Sergio et Sergeï — Arythmie
— par Janine Bailly —
Les séances VO de Madiana n’ont qu’un défaut, celui de présenter un film sur une ou deux séances seulement, de sorte que si vous souffrez ces soirs-là d’un quelconque empêchement, vous vous voyez privés de projections particulièrement intéressantes… Entre les deux œuvres vues cette semaine, il était facile de faire un lien, et les programmer l’une après l’autre était une bonne idée, l’Union soviétique devenue Russie étant une de leur composantes communes.
Pour Sergio et Sergeï, Ernesto Daranas, réalisateur et scénariste cubain, s’est inspiré d’une histoire vraie, à partir de laquelle il a bâti, entre sérieux et humour de bon aloi, une fiction qui se déroule dans ces quartiers de La Havane où des immeubles délabrés, autrefois plus flamboyants, abritaient des familles extraordinairement courageuses en ces temps dits de « période spéciale ». On y vivait en partie sur les terrasses, établissant d’une maison à l’autre des liens d’amitié et d’entraide. Le metteur en scène fait lui-même le point sur le thème traité : « C’est vrai que plusieurs radioamateurs ont contacté différentes stations spatiales et qu’un équipage soviétique a vécu la transition de l’URSS vers la Russie dans l’espace. »

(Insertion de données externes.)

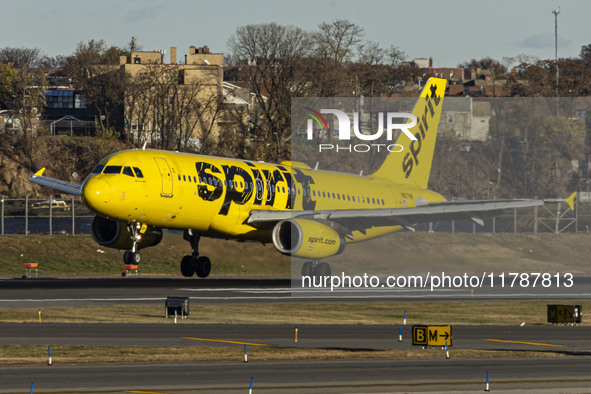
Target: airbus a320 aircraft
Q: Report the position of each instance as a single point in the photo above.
(305, 213)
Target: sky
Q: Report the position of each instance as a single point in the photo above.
(450, 31)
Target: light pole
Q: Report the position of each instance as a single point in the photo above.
(556, 12)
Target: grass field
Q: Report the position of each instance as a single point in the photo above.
(455, 313)
(449, 312)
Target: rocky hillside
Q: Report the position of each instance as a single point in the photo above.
(65, 158)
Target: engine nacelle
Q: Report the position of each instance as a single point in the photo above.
(307, 239)
(114, 234)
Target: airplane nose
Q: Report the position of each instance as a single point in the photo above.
(96, 194)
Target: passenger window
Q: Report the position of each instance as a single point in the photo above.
(127, 171)
(112, 170)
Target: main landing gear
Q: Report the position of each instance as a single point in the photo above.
(315, 268)
(194, 264)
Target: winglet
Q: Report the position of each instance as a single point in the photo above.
(571, 201)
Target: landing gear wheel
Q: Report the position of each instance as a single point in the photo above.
(323, 270)
(188, 265)
(308, 269)
(131, 258)
(203, 267)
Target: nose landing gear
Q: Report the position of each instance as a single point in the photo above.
(194, 264)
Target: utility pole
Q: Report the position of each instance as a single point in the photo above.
(556, 12)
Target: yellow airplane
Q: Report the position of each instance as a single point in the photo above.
(306, 213)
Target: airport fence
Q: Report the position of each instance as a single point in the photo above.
(50, 216)
(56, 216)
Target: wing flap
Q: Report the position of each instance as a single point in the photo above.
(358, 219)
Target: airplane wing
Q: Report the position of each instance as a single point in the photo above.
(361, 219)
(57, 184)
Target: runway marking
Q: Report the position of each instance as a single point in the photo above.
(142, 392)
(222, 341)
(524, 343)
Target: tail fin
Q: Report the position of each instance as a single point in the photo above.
(413, 163)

Le récit si singulier nous fait d’abord sourire, où l’on voit Sergio le cubain, muni d’un matériel de radioamateur fort rudimentaire, entrer en communication avec Sergeï le cosmonaute russe enfermé dans une capsule spatiale tout aussi rudimentaire, le dialogue étant permis par le fait que Sergio, à la suite d’un séjour d’études qu’il fit à Moscou, parle la langue de Sergeï. Mais Sergio est sur écoute, de même que, de l’autre côté de l’Océan, son correspondant américain est en permanence sous l’œil du FBI, un correspondant qui l’aide en lui expédiant des colis interceptés, bien sûr, par des autorités cubaines corrompues.
Autant d’occasions d’analyser une époque, par-delà la nostalgie qu’elle engendre, de stigmatiser certains des aspects du fonctionnement cubain, en forçant le trait jusqu’à une plaisante caricature. Une histoire prétexte à dire beaucoup sur ce que furent les débuts de cette décennie quatre-vingt-dix, l’île de Cuba qui ne peut plus compter sur l’aide d’une Union soviétique en démantèlement, la fin de la guerre froide — qui de l’Amérique ou de la Russie, récupérera Sergeï ? —, la façon dont dans les familles on se débrouille pour se nourrir et survivre, l’ingéniosité dont on fait preuve — la mère de Sergio ne va-t-elle pas jusqu’à vendre les bijoux dédiés aux divinités de la maison, tout en s’excusant auprès d’elles ? — et les radeaux de fortune que sur la terrasse un voisin construit, planches et vieux pneus assemblés, pour ceux qui voudraient partir en exil. Par dessus-tout l’espoir, qui vit tenace dans la présence vivace d’une fillette joyeuse, à l’esprit éveillé, et prompte à la réplique !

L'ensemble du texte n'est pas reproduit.